父親の苦しそうな様子に気づいた由佳さんはベッドに駆け寄ってナースコールのボタンを押す。
駆け付けた看護師は酸素吸入用のバッグを義男さんの顔に押し当ててあわただしく呼吸を補助し始めた。
僕は山葉さんに耳打ちした。
「もう帰ったほうがいいのかもしれませんね」
「私もそう思っていたところだ」
僕らが暇を告げようとしたとき、義男さんは看護師の制止を押し切り、バックを外すと僕に告げた。
「わしは気がかりを抱えたまま、朽ち果ててこの世から消えるところだった。姉の言葉を伝えてくれてありがとう」
彼は僕に手を差し伸べた。
僕はそっと、義男さんの手を握る。
痩せて骨ばかりのような冷たい手。だが、何となく温かいものが伝わるような気がした。
ホスピスを出るとき玄関で見送る由佳さんが何度もお辞儀をしてくれ事と、義男さんの手の触感が僕の心に残った。
ホスピスから帰る車内ではしばらくの間、皆が無言だったが雅俊が沈黙を破った。
「山葉さんはBMW のM3に乗っているけど走り屋なんですか」
雅俊は場の雰囲気を切り替えようと関係のない話題を持ち出したようだ。
「そうでもないよ。この車はオーナーの細川さんの車だ。彼女はレーシングライセンスを持っているくらいでドライビングテクニックは相当なものだが、この車に関してはディーラーにそそのかされて、不必要なくらい高性能なグレードを買わされたと言っていたな」
山葉さんは雅俊に答えながらサングラスをかけた。太陽とは逆方向に走っているが、前の車からの反射がまぶしいらしい。

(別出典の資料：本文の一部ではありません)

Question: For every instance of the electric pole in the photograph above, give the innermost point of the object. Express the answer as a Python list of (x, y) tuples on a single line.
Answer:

「僕はこの車、家庭用ゲーム機のドライブシミュレーションで使ったことがあるんです。途中から運転替わりましょうか」
山葉さんが雅俊の発言が本当か確かめるように助手席の僕を見るので、僕は音がするほど首を振った。
雅俊のゲームの腕前は知っているが、実車に同乗しているときに、腕前を披露されるのはごめんだ。
「遠慮しておこう、人の車だしな」
山葉さんは僕の表情を見て即座に答えた。
雅俊はむくれたが、山葉さんは機嫌よくステアリングを握っている。彼女の向こうには横須賀の海が見えていた。